Since we’re using a GROUP BY on the blog entries, all of the many-to-many tag information is getting collapsed down into a grouping. However, we can then extract that grouping information on a per-entry-row basis by using the JSON aggregation functions. And, when we run this SQL code, we get the following results:

As you can see, the JSON_ARRAYAGG() function gathers each tag name and pushes it onto a single array. And, the JSON_OBJECTAGG() function gathers each tag id and name and appends them to a single object (using the id column as the key and the name column as the value).
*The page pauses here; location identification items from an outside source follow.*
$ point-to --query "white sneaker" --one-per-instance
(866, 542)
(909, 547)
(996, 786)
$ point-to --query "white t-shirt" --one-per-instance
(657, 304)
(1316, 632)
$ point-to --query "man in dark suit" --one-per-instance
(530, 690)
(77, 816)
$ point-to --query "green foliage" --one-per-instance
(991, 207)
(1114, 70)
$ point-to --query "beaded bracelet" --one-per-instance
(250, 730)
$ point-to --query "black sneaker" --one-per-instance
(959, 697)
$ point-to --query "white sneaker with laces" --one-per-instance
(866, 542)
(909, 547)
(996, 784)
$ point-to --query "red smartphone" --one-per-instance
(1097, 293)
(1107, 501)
How sweet is this!

Now that we have JSON (JavaScript Object Notation) aggregation functions in MySQL 5.7 (added in 5.7.22), I can’t think of a reason that I’d want to use the GROUP_CONCAT() function anymore. It seems that having structured data is always better than having a delimited list. But, I did just stumble upon these functions, so maybe there are use-cases I haven’t considered yet.